Data
We report here all the data used, extracted, and generated in our study:
Bug-Fixes
Datasets
Predictions
Idioms
Bug-Fixes
Bug-Fixing Commits
Bug-Fixing commits metadata extracted during the mining. The CSV file contains the following fields:
ID : Commit HASH ID
Repo_URL : GitHub URL of the repository
Commit_URL : GitHub URL of the bug-fixing commit
Message : Commit message of the bug-fixing commit
Data
Download CSV file (900 MB)
Code from Bug-Fixes
Raw source code extracted from the bug-fixing commits.
Each bug-fixing commit is represented by a folder named as the commit hash ID. In each folder there are two sub-folders:
P_DIR: Java source code files before the bug-fixing commit
F_DIR: Java source code files after the bug-fixing commit
Data
Download data (15 GB)
Extracted Bug-Fix Pairs (BFP)
Method pairs extracted from the bug-fixing commits.
Each bug-fix is represented by a folder with the corresponding commit hash ID. In each bug-fix folder there is a first level of folders representing the files, then a second level of folders representing the methods. In each method folders there are the following files:
before.java : Method's source code before the fix
after.java : Method's source code after the fix
operations.txt : AST operations performed on the method as extracted by GumTreeDiff
signature.txt : Fully qualified signatures of the method before/after the fix
Data
Download data (7 GB)
Datasets
Dataset of Bug-Fix Pairs for small and medium methods. Each dataset is formed by training (80%), validation (10%), and test (10%) sets, as well as the combined files. Each set contains the buggy and the corresponding fixed code, with line-by-line alignment (i-th line in buggy corresponds to the i-th line in fixed). The original source code of the methods is also available. The mapping file allows to map the abstract code with the original source code.
Small Methods (50 tokens)
Medium Methods (50-100 tokens)
Predictions
Predictions of the models for small and medium methods. For each model, there is a folder for each beam size containing files of the predictions performed on the test set of the corresponding dataset (above):
Predictions - Small Methods (50 tokens)
Predictions - Medium Methods (50-100 tokens)

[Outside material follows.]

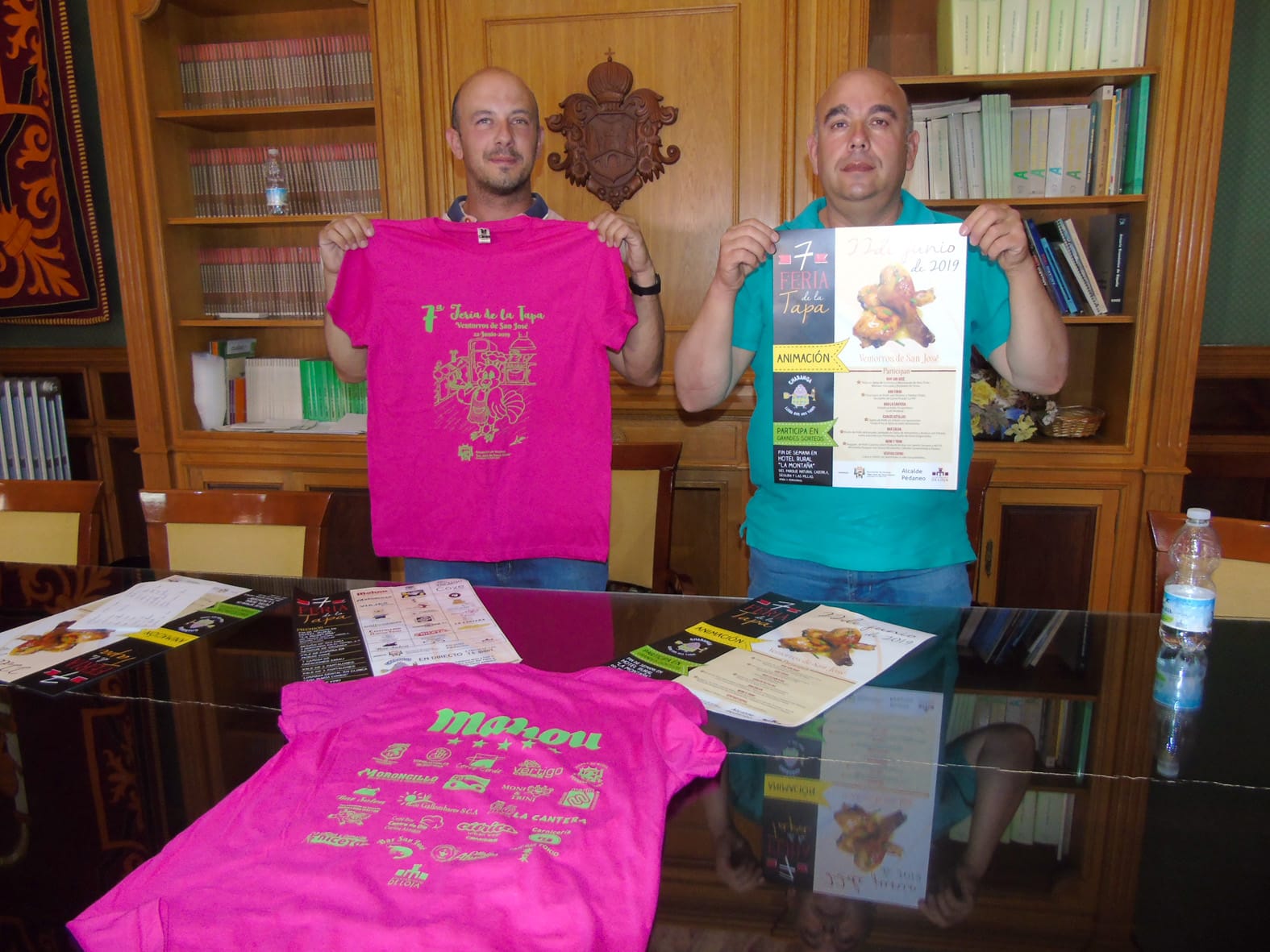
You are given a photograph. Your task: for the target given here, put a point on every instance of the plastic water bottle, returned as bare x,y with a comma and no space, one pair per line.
1190,596
1179,695
274,185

Each beam size folder contains the following files:
prediction.beam.mul.txt : the k predictions performed by the model separated by the <SEP> token. The i-th prediction refer to the i-th buggy code in the test set;
prediction.beam.vis.txt : same predictions but displayed one by line;
perfect.beam.mul.txt : the perfect fixes generated by the model. The file shows first the buggy code, then the fixed code, then the predicted code (equal to fixed);
pred.operations.txt : AST fine grained operations emulated by the model when performing the perfect fixes.